Friday 22 August 2014

IKEA and a Greenwich built engine

The Newsletter of the Association for Industrial Archaeology for  Autumn 2014 has arrived - and in it are two items of relevance to Greenwich.

One of them is an appeal for information about a steam engine which is being restored.  The article doesn't mention Greenwich but it is here that the engine was built - well aware, I suppose, of the fathomnless depths of the Boroughs ignorance of the technological achievements of its past. 

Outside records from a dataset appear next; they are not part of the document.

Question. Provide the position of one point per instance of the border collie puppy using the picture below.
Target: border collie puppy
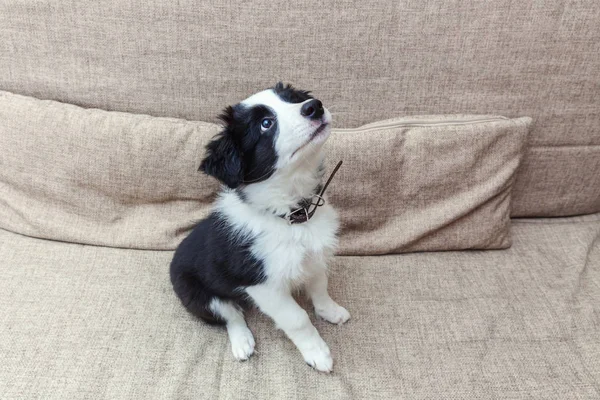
(260, 243)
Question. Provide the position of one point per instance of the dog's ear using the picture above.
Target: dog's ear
(223, 158)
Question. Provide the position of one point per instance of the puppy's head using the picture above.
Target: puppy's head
(271, 130)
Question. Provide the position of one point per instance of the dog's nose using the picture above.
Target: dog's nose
(313, 109)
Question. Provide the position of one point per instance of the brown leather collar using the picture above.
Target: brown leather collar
(304, 212)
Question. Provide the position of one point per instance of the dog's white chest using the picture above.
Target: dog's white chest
(291, 253)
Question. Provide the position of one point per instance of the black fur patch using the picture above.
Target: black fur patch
(242, 153)
(211, 263)
(290, 94)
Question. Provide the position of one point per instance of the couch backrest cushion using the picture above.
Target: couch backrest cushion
(367, 61)
(124, 180)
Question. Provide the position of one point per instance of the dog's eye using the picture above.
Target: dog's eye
(265, 124)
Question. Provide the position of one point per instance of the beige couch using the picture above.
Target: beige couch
(87, 313)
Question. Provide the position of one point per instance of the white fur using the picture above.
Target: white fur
(292, 255)
(240, 337)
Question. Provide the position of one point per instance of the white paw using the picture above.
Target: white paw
(318, 356)
(333, 313)
(242, 343)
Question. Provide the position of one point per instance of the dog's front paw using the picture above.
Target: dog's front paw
(318, 356)
(333, 313)
(242, 343)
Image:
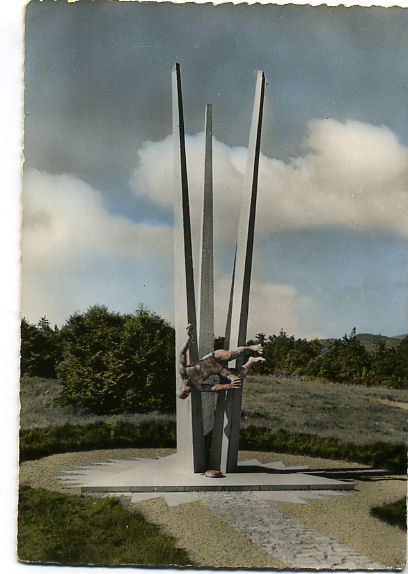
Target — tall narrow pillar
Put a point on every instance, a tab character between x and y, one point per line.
219	446
206	324
190	445
242	283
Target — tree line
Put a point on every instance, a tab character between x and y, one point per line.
343	360
113	363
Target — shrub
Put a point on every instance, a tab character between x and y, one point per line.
118	363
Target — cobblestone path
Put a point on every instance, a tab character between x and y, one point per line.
285	537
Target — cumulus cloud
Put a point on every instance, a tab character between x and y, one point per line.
351	174
76	253
272	307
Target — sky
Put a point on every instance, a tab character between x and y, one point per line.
331	233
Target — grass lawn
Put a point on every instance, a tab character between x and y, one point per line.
350	413
59	528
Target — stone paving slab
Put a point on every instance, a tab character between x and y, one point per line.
165	475
285	537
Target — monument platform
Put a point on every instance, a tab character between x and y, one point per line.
166	475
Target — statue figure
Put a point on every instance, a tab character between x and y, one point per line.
215	363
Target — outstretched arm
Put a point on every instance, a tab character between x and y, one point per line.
224	355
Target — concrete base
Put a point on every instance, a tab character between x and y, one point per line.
167	475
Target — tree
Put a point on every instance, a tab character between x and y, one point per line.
118	363
40	349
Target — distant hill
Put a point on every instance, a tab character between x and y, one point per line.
369	341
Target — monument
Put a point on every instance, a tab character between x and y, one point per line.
208	423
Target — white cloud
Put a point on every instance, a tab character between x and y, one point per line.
351	174
272	308
75	251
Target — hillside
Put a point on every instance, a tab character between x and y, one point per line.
369	341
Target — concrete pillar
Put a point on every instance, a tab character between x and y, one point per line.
219	446
206	325
240	299
190	445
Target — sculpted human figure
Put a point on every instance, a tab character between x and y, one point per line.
215	363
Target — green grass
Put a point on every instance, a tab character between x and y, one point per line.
36	443
59	528
349	413
380	455
38	409
394	513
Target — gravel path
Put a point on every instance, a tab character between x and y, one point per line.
222	532
287	538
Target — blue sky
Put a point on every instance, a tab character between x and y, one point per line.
331	237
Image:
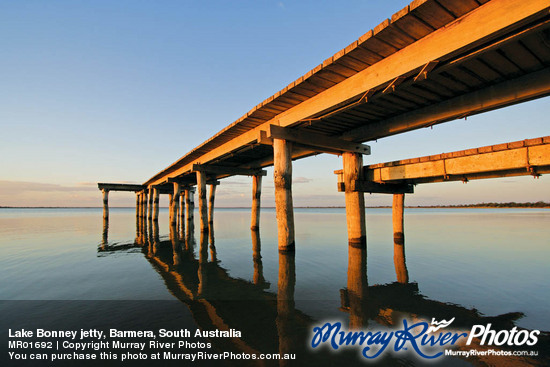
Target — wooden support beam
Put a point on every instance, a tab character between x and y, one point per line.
203	205
318	141
256	200
393	84
423	74
355	201
398	209
105	203
521	158
175	204
377	188
513	91
226	170
211	206
282	177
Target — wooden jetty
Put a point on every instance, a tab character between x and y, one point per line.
431	62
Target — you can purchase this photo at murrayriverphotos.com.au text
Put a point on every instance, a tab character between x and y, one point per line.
275	183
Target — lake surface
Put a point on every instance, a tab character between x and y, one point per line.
62	267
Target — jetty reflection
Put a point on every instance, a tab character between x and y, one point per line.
270	322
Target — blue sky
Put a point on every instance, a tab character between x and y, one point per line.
114	91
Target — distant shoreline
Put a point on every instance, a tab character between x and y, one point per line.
537	205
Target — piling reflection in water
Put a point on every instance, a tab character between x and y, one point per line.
105	233
258	277
270	322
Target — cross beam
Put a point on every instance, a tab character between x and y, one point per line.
226	170
377	188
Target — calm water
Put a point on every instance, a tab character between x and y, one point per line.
476	262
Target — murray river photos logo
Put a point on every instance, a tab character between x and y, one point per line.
428	341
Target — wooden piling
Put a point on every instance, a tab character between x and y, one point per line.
182	214
138	204
105	234
203	205
355	201
189	234
256	199
144	204
398	209
190	203
282	176
175	203
156	204
151	202
170	206
258	277
285	302
105	203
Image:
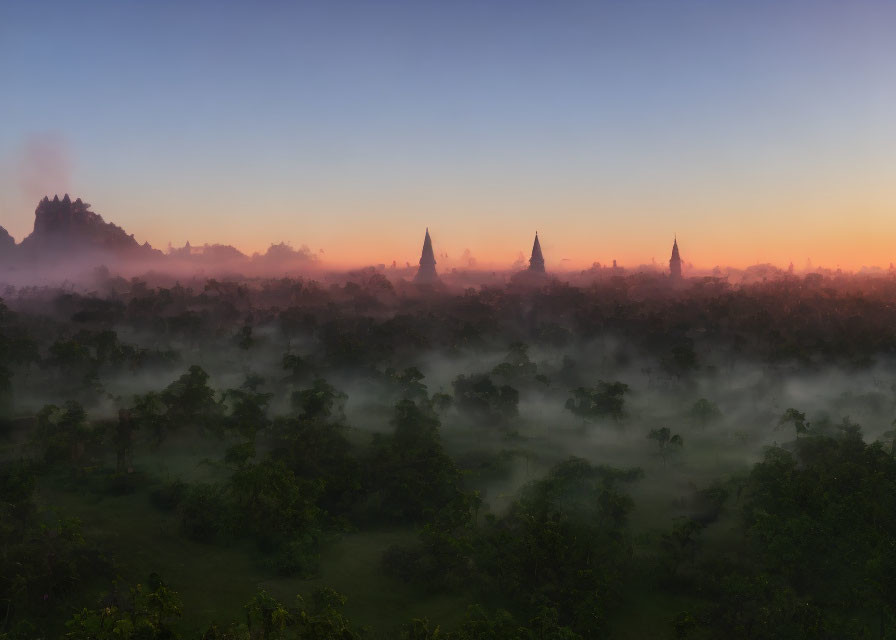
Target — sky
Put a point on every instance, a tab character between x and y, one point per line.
755	131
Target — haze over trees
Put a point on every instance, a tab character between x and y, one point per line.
182	457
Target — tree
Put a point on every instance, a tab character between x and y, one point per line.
189	400
605	399
666	441
797	419
147	614
411	477
478	397
563	545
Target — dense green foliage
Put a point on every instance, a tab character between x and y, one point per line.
487	448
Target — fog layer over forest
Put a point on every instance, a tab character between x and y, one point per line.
534	458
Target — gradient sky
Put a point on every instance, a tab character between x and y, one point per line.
756	131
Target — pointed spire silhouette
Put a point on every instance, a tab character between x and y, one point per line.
427	271
536	262
675	261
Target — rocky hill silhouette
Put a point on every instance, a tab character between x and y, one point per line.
68	237
65	228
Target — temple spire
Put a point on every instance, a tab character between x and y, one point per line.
536	262
675	261
427	271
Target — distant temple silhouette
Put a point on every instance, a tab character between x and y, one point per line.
426	274
675	262
536	262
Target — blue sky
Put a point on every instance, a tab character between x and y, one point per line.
760	131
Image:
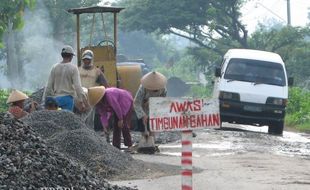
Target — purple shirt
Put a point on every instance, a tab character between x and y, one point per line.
114	100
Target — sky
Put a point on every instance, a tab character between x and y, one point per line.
263	10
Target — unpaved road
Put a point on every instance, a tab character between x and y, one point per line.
240	158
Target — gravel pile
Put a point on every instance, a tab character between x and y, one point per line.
65	131
27	162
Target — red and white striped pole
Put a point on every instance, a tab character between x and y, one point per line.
187	168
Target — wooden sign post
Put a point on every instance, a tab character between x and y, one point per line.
184	114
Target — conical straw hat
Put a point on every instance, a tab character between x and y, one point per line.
15	96
95	94
154	81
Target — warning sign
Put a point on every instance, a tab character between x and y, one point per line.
178	114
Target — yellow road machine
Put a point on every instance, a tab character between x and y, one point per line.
105	50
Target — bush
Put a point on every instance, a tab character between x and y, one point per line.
298	109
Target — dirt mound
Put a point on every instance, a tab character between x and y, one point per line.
27	162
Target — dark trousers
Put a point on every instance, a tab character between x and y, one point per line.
125	130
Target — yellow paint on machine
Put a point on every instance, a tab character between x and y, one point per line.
129	76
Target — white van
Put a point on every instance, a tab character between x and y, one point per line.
252	88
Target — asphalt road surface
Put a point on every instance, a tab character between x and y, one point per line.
236	157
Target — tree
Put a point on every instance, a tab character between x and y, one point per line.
207	23
11	13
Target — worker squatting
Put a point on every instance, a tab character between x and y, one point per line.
184	121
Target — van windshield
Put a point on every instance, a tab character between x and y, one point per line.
255	71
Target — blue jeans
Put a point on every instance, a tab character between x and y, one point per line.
65	102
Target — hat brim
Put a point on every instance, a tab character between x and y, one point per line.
154	81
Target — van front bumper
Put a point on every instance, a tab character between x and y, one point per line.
250	113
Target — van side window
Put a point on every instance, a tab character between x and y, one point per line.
255	71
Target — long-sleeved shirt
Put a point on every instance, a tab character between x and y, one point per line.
114	100
64	80
141	101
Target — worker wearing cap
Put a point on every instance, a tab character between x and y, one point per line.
16	108
64	82
153	84
90	77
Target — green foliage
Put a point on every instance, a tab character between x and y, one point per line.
12	11
149	47
298	110
198	21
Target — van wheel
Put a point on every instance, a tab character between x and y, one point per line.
276	128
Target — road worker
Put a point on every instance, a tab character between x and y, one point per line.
90	77
16	108
64	82
116	103
153	84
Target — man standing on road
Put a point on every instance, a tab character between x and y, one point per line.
153	84
64	82
90	77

This is about the Museum of Western Australia who restoring an engine from the SS Xantho originally installed in a Crimean War era gunboat.   They are trying to produce a virtual copy of this engine which they say is of 'considerable significance in the history of manufacturing technology' and that it is the 'only example of a John Penn and Sons trunk engine which was the most common type of Royal Navy warship engines 1870-75'.

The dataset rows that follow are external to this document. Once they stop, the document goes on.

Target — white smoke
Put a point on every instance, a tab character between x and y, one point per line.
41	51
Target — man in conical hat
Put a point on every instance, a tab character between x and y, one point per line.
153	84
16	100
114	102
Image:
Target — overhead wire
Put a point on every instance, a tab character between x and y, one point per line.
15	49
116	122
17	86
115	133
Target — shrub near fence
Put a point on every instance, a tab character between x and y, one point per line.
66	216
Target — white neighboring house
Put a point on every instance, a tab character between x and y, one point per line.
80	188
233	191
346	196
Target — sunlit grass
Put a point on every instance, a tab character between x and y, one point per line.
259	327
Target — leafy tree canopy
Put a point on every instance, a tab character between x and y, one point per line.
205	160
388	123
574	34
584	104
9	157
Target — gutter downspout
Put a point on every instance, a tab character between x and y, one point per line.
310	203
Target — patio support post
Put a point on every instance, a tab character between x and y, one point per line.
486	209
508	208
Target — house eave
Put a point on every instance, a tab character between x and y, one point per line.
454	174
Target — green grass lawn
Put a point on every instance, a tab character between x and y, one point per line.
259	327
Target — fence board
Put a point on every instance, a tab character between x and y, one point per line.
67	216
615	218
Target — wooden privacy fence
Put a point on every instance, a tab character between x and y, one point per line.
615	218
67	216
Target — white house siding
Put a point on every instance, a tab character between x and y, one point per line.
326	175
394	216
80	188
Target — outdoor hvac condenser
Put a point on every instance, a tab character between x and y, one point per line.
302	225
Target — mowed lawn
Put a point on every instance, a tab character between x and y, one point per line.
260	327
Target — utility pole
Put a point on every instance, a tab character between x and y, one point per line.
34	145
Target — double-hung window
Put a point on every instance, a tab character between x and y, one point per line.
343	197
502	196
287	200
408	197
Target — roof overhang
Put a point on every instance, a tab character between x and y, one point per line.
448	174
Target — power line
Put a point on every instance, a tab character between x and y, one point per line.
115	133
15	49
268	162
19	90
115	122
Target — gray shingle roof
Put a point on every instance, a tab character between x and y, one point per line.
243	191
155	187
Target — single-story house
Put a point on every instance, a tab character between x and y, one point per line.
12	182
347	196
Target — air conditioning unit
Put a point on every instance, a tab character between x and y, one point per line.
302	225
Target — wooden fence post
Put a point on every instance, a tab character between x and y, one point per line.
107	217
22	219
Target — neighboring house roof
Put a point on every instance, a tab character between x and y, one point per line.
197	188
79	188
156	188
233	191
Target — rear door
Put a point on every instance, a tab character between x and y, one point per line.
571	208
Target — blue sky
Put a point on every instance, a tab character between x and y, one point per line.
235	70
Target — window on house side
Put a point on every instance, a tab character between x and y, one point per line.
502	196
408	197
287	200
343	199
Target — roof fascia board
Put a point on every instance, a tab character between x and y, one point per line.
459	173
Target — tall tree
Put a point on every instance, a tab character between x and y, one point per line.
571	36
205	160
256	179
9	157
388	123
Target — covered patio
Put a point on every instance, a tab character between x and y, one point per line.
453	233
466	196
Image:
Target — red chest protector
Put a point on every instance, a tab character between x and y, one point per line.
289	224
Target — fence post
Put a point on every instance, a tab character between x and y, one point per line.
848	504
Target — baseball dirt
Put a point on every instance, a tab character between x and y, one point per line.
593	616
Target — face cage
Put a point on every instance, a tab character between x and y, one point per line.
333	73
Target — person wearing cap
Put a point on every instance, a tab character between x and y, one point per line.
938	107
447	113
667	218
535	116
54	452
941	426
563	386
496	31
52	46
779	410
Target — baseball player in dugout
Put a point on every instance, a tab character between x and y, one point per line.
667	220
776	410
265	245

They are asking for some help with details of construction.  I am including this because the factory was here, on Blackheath Hill, and because anywhere else in the world you would expect some local knowledge about it - but sadly, while they care about  these things in Western Australia, we clearly don't.

If anyone thinks they can help, please let us know and we can forward it to the correct person.

IKEA - AND SAINSBURYS.  The newsletter contains a detailed article about the possible demise of the 'tellytubby' Sainsburys.   This is largely about the attempt to get it listed - and points out that claims that it would be the first listed purpose built supermarket are not strictly true since the whole of Milton Keynes shopping centre is listed.  However it points out that the supermarket is said to 'represent a paradigm shift in public building'.  It uses half the energy of a conventional supermarket and is surrounded by earth banks and the toilets are flushed with rain water filtered by a reed bed in the adjacent nature reserve. 
It was shortlisted for the Stirling prize in 2000 and won a RIBA sustainability award. The author points out that it won first place - with 5,000 voters - in the People's Choice section of the Stirling Prize but that 'this popular vote may count against the building - popular taste does not find favour in high minded architectural circles'. 


Unknown said...

John Penn , a ship at Bristol has an engine same maker. It's called Great Briton ,I think this is only from memory

Anonymous said...

Have you asked the Naval Dockyard at Chatham? They have a Victorian ship and perhaps ships architects drawings of the engine.